The Empty Family
- First edition cover
- Author: Colm Tóibín
- Language: English
- Genre: Short Story Collection
- Publisher: Scribner
- Publication date: 1 October 2010
- Publication place: Ireland
- Media type: Print (hardcover)
- Pages: 288 pp (hardback)
- ISBN: 978-1-4391-3832-8
- Preceded by: Brooklyn

= The Empty Family =

2010 collection of short stories by Colm Tóibín

The Empty Family is a collection of short stories by Irish writer Colm Tóibín. It was published in the UK in October 2010 and was released in the US in January 2011.

==Reception==
The Empty Family was shortlisted for the 2011 Frank O'Connor International Short Story Award.

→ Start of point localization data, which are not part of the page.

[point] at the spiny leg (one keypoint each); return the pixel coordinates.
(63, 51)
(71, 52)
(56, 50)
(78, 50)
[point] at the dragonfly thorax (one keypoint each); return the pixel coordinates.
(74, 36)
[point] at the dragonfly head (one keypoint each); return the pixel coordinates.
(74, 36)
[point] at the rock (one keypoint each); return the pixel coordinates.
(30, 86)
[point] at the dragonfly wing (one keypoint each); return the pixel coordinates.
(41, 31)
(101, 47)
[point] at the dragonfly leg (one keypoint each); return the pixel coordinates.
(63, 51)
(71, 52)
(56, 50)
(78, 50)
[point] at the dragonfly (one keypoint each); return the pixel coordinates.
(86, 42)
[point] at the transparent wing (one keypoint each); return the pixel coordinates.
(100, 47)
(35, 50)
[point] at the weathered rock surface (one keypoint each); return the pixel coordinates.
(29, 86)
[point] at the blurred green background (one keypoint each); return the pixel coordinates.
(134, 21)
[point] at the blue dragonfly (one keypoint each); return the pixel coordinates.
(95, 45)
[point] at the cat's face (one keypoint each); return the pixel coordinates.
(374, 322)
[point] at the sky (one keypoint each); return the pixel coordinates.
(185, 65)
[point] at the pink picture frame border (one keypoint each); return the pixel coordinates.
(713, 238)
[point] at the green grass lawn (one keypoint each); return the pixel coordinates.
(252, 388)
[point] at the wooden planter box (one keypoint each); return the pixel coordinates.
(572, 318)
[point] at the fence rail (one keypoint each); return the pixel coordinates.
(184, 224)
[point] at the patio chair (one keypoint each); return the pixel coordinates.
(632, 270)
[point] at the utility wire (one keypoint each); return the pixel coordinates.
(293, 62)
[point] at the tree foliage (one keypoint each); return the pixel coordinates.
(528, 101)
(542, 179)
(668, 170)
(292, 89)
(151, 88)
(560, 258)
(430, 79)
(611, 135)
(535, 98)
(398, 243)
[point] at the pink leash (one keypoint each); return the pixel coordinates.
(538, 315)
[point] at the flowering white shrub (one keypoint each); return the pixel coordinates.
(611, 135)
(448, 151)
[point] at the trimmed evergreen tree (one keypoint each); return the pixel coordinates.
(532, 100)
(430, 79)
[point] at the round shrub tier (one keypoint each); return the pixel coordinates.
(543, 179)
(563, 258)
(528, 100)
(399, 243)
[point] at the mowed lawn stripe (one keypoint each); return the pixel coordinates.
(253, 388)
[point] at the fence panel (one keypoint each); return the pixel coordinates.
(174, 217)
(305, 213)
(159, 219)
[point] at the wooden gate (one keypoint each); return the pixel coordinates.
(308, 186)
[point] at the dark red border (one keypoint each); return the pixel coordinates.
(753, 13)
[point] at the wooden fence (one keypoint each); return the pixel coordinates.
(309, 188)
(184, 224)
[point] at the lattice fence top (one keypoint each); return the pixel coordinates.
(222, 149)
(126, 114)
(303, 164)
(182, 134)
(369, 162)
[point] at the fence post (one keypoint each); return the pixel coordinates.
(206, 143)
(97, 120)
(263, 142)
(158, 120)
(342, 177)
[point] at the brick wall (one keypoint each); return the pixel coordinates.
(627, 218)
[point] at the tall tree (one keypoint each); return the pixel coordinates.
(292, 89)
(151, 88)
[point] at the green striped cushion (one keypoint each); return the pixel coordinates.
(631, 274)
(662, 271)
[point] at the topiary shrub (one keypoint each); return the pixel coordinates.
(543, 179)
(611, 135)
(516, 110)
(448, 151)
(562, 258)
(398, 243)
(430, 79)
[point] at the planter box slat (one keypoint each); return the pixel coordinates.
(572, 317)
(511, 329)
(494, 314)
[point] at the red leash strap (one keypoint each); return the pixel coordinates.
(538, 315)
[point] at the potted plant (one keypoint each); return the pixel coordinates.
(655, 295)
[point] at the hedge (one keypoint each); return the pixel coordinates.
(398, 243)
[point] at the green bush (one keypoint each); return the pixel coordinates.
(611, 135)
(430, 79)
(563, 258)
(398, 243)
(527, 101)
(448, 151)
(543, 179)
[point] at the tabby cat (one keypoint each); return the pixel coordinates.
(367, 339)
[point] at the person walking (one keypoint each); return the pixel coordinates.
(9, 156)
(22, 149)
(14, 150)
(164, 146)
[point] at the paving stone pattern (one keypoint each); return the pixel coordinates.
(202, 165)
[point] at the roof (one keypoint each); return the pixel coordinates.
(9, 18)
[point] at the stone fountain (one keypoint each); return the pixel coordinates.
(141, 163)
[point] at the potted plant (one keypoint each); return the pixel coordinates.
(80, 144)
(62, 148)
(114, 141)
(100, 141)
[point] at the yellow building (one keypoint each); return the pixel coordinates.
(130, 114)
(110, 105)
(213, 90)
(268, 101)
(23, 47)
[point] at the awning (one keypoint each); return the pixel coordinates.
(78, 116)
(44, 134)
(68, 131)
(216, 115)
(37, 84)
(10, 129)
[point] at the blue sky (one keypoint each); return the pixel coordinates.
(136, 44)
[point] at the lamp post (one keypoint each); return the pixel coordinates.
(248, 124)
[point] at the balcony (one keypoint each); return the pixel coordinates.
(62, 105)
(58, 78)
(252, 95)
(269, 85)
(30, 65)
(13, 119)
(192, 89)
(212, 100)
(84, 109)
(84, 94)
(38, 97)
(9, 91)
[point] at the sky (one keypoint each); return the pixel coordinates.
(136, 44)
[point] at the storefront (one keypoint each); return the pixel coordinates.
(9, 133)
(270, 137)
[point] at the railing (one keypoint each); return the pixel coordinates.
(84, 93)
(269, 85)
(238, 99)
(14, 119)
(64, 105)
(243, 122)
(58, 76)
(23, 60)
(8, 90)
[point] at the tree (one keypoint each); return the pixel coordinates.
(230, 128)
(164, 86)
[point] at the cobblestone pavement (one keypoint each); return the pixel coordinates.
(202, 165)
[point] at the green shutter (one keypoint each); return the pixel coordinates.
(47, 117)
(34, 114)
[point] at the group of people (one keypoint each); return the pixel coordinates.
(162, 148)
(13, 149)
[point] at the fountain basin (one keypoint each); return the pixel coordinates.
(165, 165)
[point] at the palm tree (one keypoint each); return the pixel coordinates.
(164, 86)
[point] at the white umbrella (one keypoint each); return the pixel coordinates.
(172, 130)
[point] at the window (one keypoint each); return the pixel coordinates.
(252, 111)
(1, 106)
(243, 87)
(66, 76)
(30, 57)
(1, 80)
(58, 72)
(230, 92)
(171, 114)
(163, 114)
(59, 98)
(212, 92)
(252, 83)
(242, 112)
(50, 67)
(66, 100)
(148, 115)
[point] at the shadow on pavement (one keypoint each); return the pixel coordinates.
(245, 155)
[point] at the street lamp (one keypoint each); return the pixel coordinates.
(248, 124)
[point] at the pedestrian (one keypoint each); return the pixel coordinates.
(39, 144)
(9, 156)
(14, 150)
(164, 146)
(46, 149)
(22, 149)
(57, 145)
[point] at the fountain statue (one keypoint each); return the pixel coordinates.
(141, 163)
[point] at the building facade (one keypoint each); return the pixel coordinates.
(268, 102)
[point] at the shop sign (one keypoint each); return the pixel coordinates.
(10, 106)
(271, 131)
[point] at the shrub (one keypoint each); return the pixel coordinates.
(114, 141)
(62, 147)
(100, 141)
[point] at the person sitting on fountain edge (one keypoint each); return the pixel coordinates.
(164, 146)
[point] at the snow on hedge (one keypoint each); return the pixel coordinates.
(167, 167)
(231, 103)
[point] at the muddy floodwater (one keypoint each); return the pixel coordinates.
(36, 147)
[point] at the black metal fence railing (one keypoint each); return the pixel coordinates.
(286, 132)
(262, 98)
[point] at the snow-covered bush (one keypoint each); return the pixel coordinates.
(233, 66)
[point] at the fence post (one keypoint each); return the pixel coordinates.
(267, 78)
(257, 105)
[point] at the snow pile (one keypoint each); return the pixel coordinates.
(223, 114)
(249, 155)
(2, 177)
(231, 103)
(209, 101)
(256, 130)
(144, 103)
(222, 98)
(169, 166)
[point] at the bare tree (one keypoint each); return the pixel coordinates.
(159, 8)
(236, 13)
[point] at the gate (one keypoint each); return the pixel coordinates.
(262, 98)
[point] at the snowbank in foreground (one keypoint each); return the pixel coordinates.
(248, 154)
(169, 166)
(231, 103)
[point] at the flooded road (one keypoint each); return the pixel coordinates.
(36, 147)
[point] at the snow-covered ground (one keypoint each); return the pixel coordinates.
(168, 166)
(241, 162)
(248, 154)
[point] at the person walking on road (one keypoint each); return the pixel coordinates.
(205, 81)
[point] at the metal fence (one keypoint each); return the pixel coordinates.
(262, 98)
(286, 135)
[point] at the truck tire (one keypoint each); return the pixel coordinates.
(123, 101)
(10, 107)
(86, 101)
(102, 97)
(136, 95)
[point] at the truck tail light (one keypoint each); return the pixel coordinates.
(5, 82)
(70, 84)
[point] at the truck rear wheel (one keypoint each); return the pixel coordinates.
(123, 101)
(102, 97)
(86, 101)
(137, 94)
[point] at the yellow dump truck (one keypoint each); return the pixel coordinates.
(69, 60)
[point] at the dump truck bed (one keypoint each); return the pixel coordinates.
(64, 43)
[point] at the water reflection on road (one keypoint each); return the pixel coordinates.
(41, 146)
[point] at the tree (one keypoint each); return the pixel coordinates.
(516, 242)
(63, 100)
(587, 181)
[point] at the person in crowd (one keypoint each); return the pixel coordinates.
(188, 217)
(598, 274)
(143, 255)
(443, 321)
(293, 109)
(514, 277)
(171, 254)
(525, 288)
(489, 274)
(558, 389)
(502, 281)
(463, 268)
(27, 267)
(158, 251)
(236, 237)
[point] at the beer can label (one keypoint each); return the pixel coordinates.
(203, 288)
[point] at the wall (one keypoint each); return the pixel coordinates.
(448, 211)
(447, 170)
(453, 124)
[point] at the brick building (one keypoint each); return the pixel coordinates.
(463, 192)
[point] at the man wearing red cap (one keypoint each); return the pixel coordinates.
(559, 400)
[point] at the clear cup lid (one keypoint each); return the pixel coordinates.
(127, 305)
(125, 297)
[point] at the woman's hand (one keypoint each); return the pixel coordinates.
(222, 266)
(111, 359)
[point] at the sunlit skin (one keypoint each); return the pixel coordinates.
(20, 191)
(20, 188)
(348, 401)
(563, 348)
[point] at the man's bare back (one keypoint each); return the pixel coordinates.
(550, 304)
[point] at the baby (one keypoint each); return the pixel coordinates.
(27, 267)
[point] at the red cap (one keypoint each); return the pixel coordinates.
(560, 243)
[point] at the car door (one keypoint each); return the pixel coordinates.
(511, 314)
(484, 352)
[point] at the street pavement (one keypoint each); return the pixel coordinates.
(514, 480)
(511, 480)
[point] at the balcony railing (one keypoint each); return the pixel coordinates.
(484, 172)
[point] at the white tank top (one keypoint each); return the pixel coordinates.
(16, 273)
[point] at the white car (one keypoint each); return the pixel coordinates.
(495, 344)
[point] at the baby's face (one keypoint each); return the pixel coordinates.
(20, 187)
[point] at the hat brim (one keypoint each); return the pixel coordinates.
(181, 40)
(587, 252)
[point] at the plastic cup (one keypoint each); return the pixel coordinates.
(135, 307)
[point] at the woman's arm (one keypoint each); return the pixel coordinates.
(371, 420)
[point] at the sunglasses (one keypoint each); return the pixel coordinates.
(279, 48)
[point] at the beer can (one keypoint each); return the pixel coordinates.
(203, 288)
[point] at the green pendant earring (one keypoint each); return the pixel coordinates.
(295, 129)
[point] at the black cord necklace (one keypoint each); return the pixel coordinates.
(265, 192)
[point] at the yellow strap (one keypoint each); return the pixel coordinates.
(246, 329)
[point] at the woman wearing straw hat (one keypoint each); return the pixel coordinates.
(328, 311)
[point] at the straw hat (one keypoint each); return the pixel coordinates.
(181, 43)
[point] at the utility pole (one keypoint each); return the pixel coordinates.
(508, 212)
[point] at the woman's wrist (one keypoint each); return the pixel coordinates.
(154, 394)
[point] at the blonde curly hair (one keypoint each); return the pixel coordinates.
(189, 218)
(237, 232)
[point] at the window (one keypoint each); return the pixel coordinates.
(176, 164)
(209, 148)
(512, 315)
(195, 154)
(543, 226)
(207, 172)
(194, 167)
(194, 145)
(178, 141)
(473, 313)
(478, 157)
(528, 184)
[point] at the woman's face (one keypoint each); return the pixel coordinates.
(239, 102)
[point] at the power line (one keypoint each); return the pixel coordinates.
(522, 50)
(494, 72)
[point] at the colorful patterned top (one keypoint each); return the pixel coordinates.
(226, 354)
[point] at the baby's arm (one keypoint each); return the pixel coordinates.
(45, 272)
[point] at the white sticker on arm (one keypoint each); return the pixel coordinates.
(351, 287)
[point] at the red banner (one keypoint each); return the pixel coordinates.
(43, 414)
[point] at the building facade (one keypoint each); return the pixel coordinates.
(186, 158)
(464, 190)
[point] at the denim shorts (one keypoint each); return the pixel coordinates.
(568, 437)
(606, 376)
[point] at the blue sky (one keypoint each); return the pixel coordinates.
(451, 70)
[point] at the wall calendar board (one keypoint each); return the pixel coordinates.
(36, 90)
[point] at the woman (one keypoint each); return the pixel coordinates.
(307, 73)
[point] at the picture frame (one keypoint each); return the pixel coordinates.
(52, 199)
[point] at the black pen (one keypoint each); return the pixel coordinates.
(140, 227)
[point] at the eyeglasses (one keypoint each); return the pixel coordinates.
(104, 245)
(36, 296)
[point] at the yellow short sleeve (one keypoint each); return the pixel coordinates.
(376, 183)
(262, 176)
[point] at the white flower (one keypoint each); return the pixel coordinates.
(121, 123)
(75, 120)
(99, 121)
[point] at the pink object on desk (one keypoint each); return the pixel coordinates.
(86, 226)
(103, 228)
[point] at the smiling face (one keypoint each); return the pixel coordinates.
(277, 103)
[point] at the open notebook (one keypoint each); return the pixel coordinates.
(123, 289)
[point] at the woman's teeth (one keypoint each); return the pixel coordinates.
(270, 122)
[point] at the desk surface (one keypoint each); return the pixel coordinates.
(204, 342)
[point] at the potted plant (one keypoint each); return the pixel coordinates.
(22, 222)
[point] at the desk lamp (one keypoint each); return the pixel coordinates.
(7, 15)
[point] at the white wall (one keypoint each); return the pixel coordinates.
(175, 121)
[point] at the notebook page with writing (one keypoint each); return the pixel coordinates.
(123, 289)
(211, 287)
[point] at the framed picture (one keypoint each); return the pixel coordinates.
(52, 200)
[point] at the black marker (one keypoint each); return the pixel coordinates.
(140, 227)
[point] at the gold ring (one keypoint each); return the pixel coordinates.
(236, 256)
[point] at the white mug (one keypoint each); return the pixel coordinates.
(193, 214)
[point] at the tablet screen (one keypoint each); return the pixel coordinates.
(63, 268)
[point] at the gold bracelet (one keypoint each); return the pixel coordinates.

Bryan Lynch wrote in the Irish Independent that the "stories are always intensely interesting and sometimes profoundly provocative", noting that the sexually frank depictions required great courage. Keith Miller in The Daily Telegraph described the book as an "exquisite and almost excruciating collection". The Irish Times journalist Heather Ingman noted that most of Tóibín's familiar themes are present but with the addition of a "hard-won wisdom", giving rich rewards to the reader. Many reviewers commented on the fact that Tóibín's prose has become ever more spare and refined, with Ingman inviting readers "to read slowly and savour the silences between the words".